New York, la ville qui ne dort jamais. Les crimes y sont nombreux, plusieurs par jour. Rarement le fait d’un tueur en série néanmoins. Pourtant, cette fois, il semblerait que l’un d’entre eux soit à l’oeuvre. C’est en tout cas l’avis de John Costello, un enquêteur très discret du City Herald. Encyclopédie vivante sur le sujet (et pour cause, puisqu’il a survécu lui-même à l’assaut d’un serial killer lorsqu’il était adolescent), lui seul ou presque pouvait faire le lien entre ces meurtres pourtant si différents, commis à des endroits éloignés de la ville, sur des gens et selon des modes opératoires sans rapport entre eux.
Chargé de l’enquête sur deux de ces crimes, Ray Irving est un inspecteur compétent, pragmatique et méthodique avant tout. Il aura donc bien besoin de l’aide de Costello pour cerner et coincer l’un des criminels les plus implacables et insaisissables qui soient…

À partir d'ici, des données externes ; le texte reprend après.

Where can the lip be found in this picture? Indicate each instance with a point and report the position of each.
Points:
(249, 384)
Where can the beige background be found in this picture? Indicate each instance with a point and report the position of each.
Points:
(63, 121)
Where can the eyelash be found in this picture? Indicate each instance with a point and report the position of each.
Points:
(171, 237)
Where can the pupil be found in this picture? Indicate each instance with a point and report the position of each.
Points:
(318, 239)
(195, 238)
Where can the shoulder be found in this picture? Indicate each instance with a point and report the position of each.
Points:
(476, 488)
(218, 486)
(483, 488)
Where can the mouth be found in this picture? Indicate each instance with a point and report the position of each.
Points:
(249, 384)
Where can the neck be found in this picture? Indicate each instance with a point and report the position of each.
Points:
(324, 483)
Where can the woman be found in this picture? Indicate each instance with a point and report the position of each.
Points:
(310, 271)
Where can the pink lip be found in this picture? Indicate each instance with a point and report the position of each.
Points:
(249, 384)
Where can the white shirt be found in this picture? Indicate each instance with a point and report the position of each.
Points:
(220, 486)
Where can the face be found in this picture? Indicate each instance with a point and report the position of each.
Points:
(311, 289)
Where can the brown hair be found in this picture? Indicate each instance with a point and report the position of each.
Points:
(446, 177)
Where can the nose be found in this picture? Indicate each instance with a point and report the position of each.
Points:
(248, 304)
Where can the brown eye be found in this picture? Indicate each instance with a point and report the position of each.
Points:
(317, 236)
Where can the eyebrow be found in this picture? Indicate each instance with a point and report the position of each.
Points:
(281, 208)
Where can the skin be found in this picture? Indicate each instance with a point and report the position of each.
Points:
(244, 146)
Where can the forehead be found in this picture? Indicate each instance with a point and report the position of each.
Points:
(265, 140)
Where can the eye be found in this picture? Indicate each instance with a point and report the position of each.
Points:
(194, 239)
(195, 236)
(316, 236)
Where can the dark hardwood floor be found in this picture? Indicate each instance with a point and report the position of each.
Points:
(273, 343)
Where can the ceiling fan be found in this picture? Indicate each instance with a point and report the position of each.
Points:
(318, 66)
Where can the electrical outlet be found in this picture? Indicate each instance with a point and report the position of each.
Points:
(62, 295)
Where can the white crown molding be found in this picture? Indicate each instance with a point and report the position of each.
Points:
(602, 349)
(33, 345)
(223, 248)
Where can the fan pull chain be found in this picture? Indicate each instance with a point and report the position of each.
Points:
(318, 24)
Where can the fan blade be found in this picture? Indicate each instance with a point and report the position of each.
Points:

Ellory - Les assassinsJ’ai beau connaître R.J. Ellory, savoir de quoi il est capable, il arrive encore à me cueillir, façon uppercut au menton et K.O. pour le compte. Autant dire d’emblée que ses Assassins m’ont envoyé au tapis direct.
Et pourtant, il y avait moyen de se planter avec une histoire pareille. Quel motif est plus rebattu en littérature policière que celui des tueurs en série ? Entre les chefs d’œuvre du genre (Au-delà du mal de Shane Stevens, Le Silence des Agneaux de Thomas Harris, pour n’en citer que deux incontournables) et leurs incalculables avatars plus ou moins inspirés, face à la surenchère de nombreux auteurs ne reculant devant aucune horreur gratuite pour se démarquer des autres, pas facile de s’en sortir avec élégance et finesse.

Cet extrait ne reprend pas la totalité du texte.